Well, what can you say to something like that? Tom had never been one to say anything other than exactly what he felt: he was known for being overly frank, for want of a better word, and while at times that could be hurtful or annoying or, worse, embarrassing, it meant you were never in any doubt about how he felt. So I knew, then and there, that he really did think I was beautiful and I knew he always had thought that. So why the hell, I asked myself, sitting up in my hospital bed, was he schtupping my best friend and not me?

‘You think?’ I asked, then threw back the bedclothes. ‘That’s not the half of it. Turns out I’m a size six.’ I won’t say it felt entirely right exposing myself to the man who was happily ensconced with my best friend, but then it didn’t feel entirely wrong either. He would always have been the first person to whom I’d crow about waking up thin. Besides, a tiny little part of me that I was actually trying very hard to ignore was quietly pointing out that no one had actually said they were happily ensconced. Fleur hadn’t. And neither had Tom. Of course, he was only just getting started but I couldn’t have said he looked happy. He looked … like Tom. My Tom.

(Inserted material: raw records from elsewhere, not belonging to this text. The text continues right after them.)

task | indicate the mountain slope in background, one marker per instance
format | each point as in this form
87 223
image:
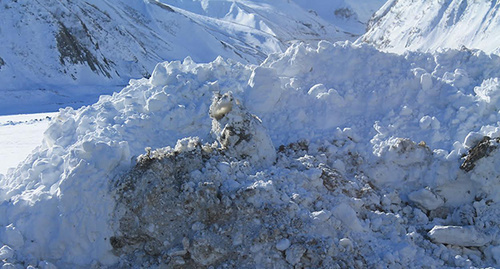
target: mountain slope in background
57 51
428 25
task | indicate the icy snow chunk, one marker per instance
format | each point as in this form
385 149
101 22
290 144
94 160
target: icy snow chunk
426 199
264 89
346 243
159 76
489 91
294 253
465 236
472 139
6 252
348 216
12 237
495 251
426 81
321 215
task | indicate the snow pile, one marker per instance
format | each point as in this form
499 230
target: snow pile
430 25
378 160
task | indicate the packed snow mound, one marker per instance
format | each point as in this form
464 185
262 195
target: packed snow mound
378 159
429 25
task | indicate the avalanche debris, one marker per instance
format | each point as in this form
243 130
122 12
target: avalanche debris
324 174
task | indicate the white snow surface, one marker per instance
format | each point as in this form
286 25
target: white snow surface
431 25
369 152
20 135
73 51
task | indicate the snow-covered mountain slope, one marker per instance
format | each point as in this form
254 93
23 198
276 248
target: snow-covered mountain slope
381 160
351 16
57 52
402 25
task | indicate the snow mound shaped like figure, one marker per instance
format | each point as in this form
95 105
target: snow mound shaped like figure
240 134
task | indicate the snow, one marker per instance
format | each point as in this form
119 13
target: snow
276 154
341 151
73 51
400 26
20 134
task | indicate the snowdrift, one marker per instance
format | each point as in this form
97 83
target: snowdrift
60 53
334 155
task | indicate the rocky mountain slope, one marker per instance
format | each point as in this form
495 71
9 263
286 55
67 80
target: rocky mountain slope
59 51
402 25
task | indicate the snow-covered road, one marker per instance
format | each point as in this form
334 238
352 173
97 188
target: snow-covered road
19 135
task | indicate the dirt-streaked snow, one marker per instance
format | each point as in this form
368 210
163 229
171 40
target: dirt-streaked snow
369 164
422 25
20 135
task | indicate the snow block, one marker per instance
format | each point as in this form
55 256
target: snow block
464 236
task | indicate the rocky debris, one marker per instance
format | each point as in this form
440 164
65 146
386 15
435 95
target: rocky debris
193 206
70 49
482 149
465 236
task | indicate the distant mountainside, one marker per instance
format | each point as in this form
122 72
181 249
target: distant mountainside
428 25
56 45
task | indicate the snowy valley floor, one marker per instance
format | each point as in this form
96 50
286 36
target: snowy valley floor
20 135
328 156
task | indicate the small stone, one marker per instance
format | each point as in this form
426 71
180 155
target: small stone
294 254
283 244
346 243
6 252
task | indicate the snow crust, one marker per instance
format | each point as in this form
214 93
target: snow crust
67 53
366 173
400 26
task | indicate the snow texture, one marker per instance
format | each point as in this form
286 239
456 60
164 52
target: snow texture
421 25
56 53
364 171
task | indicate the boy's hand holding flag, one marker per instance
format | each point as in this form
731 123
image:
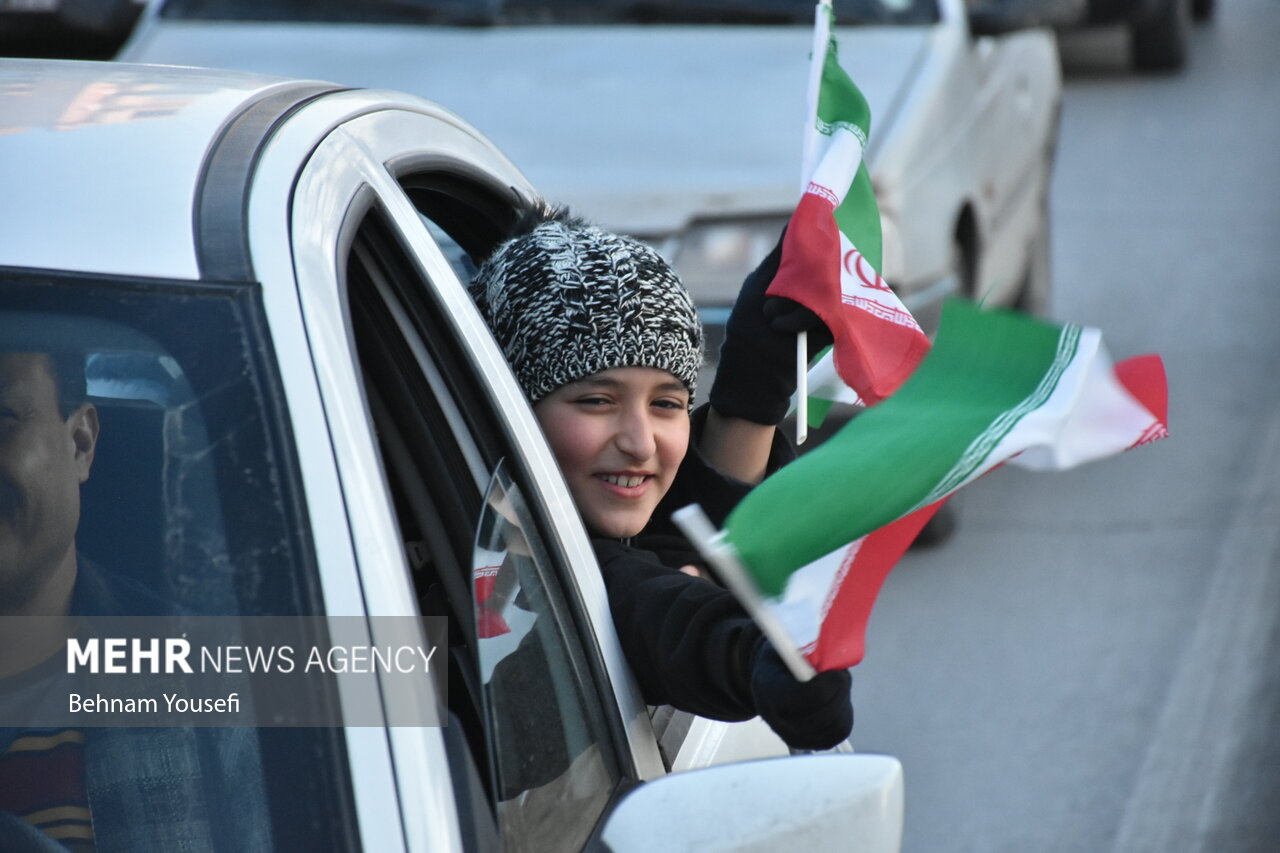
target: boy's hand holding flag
808 550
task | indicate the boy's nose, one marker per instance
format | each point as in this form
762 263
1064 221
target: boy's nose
635 436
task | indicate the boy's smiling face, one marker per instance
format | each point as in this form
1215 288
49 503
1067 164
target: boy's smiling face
618 437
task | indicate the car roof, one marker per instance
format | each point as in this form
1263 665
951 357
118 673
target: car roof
103 163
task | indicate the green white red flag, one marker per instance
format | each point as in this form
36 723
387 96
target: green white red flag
808 550
831 252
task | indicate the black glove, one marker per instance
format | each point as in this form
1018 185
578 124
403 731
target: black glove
757 370
807 715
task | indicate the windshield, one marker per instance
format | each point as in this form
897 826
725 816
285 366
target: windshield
485 13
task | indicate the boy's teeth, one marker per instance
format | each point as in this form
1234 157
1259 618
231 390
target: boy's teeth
629 482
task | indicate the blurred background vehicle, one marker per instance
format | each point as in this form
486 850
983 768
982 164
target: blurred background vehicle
65 28
681 122
1157 30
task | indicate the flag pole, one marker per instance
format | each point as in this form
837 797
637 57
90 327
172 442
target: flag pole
801 387
723 559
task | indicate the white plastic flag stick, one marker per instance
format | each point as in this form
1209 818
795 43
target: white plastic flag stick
711 543
801 387
821 36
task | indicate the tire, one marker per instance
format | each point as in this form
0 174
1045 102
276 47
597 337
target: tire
940 528
1202 10
1160 44
1037 286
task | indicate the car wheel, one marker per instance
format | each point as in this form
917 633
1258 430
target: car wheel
1160 44
1033 297
940 528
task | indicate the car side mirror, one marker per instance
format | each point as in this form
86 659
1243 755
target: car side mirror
799 803
999 17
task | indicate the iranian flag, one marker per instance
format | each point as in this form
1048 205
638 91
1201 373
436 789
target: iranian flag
808 550
831 252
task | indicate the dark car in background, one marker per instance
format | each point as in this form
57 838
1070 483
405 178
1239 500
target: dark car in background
1159 30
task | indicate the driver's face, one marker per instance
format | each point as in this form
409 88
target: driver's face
44 459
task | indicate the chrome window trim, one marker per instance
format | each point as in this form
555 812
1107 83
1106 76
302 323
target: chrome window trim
330 197
378 779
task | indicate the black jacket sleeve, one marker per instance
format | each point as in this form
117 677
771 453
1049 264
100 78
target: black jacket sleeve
689 642
696 482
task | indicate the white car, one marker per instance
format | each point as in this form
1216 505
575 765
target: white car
681 122
302 415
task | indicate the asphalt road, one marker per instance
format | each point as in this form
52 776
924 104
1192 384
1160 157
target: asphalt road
1093 661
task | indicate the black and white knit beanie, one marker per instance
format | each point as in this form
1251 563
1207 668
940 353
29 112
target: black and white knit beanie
566 300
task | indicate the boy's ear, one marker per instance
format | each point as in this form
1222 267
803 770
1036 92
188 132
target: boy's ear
83 427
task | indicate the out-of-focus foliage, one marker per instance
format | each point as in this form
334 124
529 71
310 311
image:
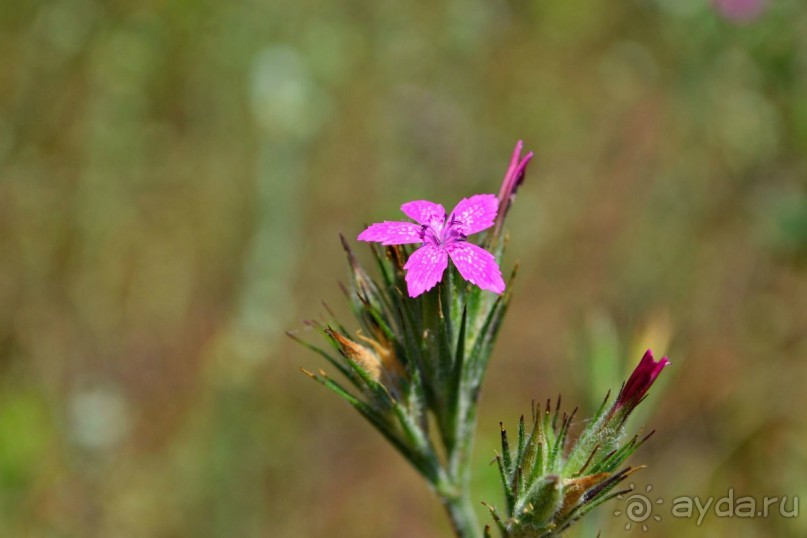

My little buddy since I was four and my husband for the past — however many, I kept getting confused — years. He didn’t look like the father of Fleur’s baby at all.

He seemed a little stunned at the sight of my much-diminished body but I think it actually perked him up. His face relaxed and he strode over to me, bending down to kiss me on the forehead, further checking out my slim hips and runner’s legs as he did so. And why wouldn’t he? I could barely keep my eyes off them myself. There was
actually a gap between the tops of my thighs. A gap. Can you believe that? Just like Elle Macpherson. I thought of all the times I had promised God that if he gave me thin thighs I would go to church/give up chocolate/join a gym, never for a moment thinking that I just might one day get my wish. And I hadn’t even had to go to church or give up chocolate; or if I had, I didn’t remember so in some respects it didn’t seem like such a high price to pay.

‘Earth to Connie,’ Tom said. ‘Hello. Anybody there?’

I snatched up the bedclothes. I would stare at my legs again later when he was gone I told myself, turning my attention back to him. He was sitting bolt upright in his chair, his face white and panicked, the flowers splayed across his legs. ‘Jesus, I’m sorry,’ he said. ‘I didn’t mean anything by that.’

I suppose ‘Anybody there?’ was probably not the best question to ask someone barely out of a coma but he looked so darn wretched I decided not to take it further. Before I started an argument I wanted to find out why we were no longer together.